Personal information
- Born: 17 August 1993 (age 32) Bellshill, Scotland

Sport
- Sport: Swimming
- Strokes: Breaststroke
- Club: University of Edinburgh
- Coach: Chris Jones

Medal record
Representing Scotland
Commonwealth Games
| Bronze medal – third place | 2014 Glasgow | 50m breaststroke |

= Corrie Scott =

Scottish swimmer

Corrie Scott (born 17 August 1993) is a Scottish swimmer. She stood out as a junior swimmer, and joined the University of Edinburgh on their performance swimming programme where she studied chemistry. She has since established herself as one of Scotland's most decorated and prolific breaststroke swimmers of all time establishing several longstanding national records, and was inducted into the University of Edinburgh's Performance Sport Hall of Fame in 2019.

== Swimming career ==

=== Commonwealth Games ===
The biggest successes of Corrie's swimming career came in the Commonwealth Games as a member of Team Scotland. Her debut was in Delhi 2010, at the age of 17. Although she did not win any medals, she irrupted into the scene as a promising young swimmer. Her next appearance was in Glasgow 2014 in front of her home crowd. She won bronze in the 50m breaststroke and finished 9th in the 100m Breaststroke. She also competed in the 4 × 100 m medley Relay, where they took 4th place. Her last appearance was in Gold Coast 2018. She finished 12th in the 100m breaststroke event and 9th in the 50m Breaststroke event. She once again competed in the 4 × 100 m Medley Relay, taking 5th place.

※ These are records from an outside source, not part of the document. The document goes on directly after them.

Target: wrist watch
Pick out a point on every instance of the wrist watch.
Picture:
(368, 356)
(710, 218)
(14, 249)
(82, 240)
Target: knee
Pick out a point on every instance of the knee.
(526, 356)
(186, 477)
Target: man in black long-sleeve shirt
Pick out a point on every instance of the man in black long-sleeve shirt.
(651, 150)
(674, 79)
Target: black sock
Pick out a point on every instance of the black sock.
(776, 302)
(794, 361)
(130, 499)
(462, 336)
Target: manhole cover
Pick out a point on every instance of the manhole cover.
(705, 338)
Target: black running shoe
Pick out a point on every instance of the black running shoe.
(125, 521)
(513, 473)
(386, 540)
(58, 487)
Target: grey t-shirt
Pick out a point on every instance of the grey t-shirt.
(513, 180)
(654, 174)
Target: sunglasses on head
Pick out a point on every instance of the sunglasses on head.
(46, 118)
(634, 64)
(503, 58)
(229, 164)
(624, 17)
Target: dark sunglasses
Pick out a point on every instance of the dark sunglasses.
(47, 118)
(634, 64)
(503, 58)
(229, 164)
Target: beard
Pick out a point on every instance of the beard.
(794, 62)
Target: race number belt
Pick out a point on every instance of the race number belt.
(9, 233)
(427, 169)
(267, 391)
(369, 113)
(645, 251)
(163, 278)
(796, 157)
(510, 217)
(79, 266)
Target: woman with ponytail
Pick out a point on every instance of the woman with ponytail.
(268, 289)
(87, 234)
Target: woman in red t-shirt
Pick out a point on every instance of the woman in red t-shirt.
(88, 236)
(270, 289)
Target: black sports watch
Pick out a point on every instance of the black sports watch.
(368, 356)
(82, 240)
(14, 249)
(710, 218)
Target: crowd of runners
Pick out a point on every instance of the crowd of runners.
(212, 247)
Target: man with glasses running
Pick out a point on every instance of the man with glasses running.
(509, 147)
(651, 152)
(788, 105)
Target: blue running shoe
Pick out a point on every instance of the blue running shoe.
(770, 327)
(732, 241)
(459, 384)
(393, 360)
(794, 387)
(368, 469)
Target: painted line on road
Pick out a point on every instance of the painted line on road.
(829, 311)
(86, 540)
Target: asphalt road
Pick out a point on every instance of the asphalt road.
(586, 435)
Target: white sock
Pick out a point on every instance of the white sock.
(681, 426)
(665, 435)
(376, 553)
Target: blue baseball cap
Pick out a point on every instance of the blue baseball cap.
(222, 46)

=== National Championships ===
Corrie won 20 individual medals at the national level throughout her career, and also won a string of medals at British Championships and British Universities and Colleges Sport (BUCS) events. Her last big success at the national level was in the 2017 Scottish Championship, where she won both 50m and 100m Breaststroke titles.